«Il faut raconter la diversité des profils entrepreneuriaux, accompagner et partager ces succès remarquables dans tous les secteurs de l’économie.»
Zéro dirigeante au CAC 40, combien à la tête des PME et ETI? Women Equity Partners est interrogé par Brut. et la journaliste Pauline Normand sur la sous-représentation massive des femmes dans les instances dirigeantes.
L’occasion pour sa fondatrice Dunya Bouhacene de revenir sur un chantier d’importance, de l’éducation, aux media, aux politiques, aux acteurs au sens large de l’économie.
Et de réaffirmer que le sujet ne peut se résumer à la féminisation des plus hautes sphères des grands groupes, pas plus qu’au soutien à la création de micro-entreprises par des femmes, les deux seuls volets à date de l’action publique.
La question des PME et ETI est centrale et Women Equity Partners en a fait son chantier principal.
Quel est le nombre de femmes dirigeantes au sein du CAC 40 et que dit ce chiffre?
Zéro.
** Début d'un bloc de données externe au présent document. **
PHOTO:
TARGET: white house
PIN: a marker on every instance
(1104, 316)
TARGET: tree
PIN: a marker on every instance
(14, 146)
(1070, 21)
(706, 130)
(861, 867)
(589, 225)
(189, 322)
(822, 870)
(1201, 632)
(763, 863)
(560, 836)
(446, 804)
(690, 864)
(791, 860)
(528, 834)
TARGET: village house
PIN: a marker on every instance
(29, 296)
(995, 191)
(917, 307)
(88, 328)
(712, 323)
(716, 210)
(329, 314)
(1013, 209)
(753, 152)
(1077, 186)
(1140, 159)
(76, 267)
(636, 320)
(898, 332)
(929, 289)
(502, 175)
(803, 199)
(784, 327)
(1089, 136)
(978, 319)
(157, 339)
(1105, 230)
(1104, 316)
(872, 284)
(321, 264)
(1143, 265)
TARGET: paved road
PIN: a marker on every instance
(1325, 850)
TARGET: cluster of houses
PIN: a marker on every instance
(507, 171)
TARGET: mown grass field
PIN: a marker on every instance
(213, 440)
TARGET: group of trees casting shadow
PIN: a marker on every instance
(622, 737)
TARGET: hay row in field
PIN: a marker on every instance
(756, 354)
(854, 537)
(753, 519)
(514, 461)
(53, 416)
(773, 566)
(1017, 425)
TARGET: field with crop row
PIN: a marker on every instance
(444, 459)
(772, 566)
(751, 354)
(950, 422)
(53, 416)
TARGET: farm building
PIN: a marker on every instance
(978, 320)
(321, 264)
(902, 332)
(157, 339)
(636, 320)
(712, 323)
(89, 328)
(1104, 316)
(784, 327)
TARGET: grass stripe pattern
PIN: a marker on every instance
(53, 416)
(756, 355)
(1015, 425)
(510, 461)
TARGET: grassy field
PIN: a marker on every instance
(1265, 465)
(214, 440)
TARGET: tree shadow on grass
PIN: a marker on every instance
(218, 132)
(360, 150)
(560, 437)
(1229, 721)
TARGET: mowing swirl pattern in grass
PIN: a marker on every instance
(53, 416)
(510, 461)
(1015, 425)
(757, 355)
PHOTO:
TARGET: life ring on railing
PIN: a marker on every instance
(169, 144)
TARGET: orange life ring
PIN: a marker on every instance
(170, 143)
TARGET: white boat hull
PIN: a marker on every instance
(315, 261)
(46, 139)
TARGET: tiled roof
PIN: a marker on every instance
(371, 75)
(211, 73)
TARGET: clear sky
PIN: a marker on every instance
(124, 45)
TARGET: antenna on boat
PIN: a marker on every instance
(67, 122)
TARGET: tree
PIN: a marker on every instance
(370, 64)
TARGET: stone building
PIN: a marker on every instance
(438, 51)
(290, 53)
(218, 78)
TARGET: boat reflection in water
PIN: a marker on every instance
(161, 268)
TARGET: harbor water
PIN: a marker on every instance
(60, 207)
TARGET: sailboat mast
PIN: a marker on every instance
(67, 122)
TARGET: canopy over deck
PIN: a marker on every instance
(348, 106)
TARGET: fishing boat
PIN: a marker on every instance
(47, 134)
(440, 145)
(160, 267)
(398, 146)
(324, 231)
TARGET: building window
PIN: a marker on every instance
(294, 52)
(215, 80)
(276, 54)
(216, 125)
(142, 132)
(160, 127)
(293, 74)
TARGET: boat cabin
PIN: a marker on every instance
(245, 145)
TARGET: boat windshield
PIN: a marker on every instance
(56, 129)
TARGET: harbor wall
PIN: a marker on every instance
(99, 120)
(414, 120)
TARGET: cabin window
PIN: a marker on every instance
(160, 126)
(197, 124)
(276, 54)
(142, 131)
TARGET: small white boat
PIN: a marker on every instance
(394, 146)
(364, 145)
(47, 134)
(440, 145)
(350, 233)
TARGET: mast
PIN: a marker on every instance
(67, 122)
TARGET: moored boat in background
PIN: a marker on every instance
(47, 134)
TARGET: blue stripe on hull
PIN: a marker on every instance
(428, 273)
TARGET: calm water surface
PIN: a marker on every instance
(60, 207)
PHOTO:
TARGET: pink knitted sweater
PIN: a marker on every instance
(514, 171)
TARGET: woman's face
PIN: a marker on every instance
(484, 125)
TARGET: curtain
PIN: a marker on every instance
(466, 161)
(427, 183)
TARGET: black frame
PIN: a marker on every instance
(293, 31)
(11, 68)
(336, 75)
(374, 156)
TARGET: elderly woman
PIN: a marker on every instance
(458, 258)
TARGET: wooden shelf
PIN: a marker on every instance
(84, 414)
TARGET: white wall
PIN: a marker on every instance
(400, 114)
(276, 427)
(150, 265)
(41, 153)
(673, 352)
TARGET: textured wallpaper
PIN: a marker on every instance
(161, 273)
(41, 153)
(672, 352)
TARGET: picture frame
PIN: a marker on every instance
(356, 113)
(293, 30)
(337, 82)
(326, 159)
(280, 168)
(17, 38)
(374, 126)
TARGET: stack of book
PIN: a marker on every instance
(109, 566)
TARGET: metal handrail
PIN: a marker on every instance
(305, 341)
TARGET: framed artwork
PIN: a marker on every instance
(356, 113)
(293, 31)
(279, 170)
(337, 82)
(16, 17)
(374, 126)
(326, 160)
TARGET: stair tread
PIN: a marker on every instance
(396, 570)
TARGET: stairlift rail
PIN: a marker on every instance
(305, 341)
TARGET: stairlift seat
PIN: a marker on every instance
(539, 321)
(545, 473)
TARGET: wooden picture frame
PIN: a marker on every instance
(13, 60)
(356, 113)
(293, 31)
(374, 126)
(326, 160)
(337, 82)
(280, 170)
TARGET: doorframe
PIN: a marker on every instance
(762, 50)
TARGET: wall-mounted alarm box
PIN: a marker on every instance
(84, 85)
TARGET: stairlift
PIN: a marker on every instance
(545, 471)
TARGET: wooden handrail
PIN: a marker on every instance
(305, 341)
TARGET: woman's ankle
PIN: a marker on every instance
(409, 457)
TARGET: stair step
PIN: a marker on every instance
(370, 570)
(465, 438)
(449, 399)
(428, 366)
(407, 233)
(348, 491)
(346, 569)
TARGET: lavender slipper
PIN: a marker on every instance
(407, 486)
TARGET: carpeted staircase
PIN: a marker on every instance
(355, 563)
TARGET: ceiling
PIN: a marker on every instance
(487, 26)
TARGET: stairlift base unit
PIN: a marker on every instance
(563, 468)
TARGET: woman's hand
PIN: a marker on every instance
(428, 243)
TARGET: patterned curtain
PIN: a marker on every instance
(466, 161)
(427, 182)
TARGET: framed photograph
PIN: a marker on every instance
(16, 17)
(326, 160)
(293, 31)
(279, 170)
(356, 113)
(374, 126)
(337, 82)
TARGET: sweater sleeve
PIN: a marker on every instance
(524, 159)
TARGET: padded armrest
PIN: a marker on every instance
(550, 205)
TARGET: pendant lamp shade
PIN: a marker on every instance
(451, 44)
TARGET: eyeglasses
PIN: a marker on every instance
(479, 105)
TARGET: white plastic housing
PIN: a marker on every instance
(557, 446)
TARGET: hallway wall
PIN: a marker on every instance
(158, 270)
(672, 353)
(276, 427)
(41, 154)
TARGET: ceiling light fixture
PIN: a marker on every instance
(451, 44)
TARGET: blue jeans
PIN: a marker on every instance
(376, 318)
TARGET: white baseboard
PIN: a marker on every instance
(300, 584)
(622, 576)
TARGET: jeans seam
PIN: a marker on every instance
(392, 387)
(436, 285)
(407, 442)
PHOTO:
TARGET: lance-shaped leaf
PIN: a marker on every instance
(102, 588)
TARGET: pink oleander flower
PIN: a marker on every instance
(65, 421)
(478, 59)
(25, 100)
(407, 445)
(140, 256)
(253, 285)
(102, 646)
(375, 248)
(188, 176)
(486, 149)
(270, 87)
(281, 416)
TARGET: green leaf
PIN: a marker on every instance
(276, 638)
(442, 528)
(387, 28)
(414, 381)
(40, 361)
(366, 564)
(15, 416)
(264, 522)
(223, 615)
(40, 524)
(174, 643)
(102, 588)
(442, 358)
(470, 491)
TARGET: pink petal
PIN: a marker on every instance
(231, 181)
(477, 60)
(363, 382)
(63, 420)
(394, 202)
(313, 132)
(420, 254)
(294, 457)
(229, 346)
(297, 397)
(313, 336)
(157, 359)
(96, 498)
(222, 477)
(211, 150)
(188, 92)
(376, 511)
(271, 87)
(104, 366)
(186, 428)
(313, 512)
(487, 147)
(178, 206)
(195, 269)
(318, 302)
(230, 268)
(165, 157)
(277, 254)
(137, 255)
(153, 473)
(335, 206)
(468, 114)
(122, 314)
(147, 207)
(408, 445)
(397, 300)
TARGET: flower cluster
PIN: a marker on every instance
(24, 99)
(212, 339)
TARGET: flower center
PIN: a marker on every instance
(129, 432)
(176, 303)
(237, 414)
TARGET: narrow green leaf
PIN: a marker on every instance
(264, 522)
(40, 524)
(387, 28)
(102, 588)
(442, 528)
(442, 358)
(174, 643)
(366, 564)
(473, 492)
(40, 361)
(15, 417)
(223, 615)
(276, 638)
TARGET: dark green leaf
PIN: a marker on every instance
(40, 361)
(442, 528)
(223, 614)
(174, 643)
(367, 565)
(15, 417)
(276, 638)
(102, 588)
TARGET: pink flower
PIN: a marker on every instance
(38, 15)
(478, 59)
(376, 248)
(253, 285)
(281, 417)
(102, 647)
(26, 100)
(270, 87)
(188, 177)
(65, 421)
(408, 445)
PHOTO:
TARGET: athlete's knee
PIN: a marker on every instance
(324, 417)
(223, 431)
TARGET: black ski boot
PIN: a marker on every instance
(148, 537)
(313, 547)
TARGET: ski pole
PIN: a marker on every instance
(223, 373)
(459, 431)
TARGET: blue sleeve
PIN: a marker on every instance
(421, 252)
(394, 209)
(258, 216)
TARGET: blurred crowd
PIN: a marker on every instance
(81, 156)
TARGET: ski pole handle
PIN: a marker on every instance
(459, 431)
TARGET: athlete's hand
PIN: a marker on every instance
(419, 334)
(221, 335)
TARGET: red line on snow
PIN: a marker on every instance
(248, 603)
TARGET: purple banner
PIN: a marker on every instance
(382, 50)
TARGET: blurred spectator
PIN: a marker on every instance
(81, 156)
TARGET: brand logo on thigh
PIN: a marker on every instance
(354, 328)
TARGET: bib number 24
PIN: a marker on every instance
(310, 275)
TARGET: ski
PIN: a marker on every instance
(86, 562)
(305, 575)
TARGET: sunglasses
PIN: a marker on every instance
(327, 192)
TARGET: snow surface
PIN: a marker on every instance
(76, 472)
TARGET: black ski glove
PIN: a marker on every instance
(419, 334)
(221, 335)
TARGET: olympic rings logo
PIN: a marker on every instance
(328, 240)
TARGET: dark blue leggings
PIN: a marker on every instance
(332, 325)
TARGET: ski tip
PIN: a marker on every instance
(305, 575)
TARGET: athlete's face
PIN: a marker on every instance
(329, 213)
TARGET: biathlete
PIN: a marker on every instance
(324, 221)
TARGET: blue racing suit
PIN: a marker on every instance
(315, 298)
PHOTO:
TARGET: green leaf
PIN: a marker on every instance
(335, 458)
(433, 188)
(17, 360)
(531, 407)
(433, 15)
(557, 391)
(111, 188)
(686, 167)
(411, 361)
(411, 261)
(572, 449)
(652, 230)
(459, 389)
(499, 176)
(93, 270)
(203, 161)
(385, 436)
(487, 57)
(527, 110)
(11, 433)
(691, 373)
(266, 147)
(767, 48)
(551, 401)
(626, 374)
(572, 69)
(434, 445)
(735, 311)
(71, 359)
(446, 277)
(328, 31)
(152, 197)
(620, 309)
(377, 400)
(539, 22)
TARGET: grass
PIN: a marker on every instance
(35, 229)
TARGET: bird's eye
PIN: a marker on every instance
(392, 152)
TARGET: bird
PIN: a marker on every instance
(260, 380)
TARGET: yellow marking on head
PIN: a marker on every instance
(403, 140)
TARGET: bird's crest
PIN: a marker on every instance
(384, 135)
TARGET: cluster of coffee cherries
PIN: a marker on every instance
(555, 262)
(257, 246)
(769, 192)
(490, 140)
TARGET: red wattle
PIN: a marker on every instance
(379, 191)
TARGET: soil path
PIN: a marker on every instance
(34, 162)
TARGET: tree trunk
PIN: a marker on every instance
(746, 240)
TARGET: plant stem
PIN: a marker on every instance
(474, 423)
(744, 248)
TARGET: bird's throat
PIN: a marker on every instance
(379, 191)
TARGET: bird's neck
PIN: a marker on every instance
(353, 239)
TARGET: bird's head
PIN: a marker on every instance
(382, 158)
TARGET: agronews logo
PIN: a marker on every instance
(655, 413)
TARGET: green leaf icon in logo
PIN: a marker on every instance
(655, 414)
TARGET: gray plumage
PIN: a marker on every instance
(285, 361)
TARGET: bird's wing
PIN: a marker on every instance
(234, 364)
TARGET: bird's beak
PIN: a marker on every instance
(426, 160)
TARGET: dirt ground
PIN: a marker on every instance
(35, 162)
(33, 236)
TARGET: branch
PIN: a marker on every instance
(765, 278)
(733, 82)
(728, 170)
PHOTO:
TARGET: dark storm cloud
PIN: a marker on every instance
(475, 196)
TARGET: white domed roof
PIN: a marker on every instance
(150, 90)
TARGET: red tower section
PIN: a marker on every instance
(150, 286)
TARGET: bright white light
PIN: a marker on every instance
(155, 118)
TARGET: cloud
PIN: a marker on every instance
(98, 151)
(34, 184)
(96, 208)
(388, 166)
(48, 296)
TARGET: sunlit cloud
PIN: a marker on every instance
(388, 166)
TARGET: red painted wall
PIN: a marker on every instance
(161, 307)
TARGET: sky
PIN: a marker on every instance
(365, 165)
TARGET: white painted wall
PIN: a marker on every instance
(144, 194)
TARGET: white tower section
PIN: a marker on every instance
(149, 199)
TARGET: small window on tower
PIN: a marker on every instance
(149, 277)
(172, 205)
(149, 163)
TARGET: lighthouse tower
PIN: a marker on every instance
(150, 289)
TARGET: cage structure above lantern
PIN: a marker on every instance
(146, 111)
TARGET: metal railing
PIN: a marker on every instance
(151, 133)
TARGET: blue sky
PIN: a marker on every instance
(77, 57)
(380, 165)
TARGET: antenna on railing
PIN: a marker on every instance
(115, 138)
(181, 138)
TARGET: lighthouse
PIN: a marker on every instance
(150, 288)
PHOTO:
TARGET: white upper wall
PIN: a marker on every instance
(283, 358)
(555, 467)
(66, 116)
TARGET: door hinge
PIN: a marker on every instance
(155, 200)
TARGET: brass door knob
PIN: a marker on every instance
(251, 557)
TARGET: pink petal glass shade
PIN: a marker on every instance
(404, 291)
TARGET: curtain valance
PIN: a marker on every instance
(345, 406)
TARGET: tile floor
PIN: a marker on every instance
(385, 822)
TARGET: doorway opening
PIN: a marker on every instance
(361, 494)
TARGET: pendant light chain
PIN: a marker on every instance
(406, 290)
Il n’y a aucune femme à la tête d’une entreprise du CAC 40, cet indice rassemblant les 40 premières capitalisations boursières françaises. Il y en a une dizaine au sein du SBF 120, regroupant les 120 plus grosses entreprises cotées françaises.
La sous-représentation des femmes dans les directions opérationnelles des grands groupes reste massive, alors que la parité au baccalauréat a été atteinte il y a près de trois générations (71), qu’elles raflent la majorité des mentions, qu’elles forment la majorité des admis aux concours des grandes écoles de commerce, comme des diplômés de 3e cycle et la moitié de la population active.
Pourquoi s’en préoccuper?
Au-delà même de l’aberration économique à former, sur nos impôts à tous, des individus dont la trajectoire va être arrêtée et dont les contributions économiques, sociales, fiscales seront limitées, il y a la question d’une France qui se prive d’une source de croissance : les entreprises où les femmes sont présentes aux plus hauts niveaux de décisions sont, de loin, les plus performantes.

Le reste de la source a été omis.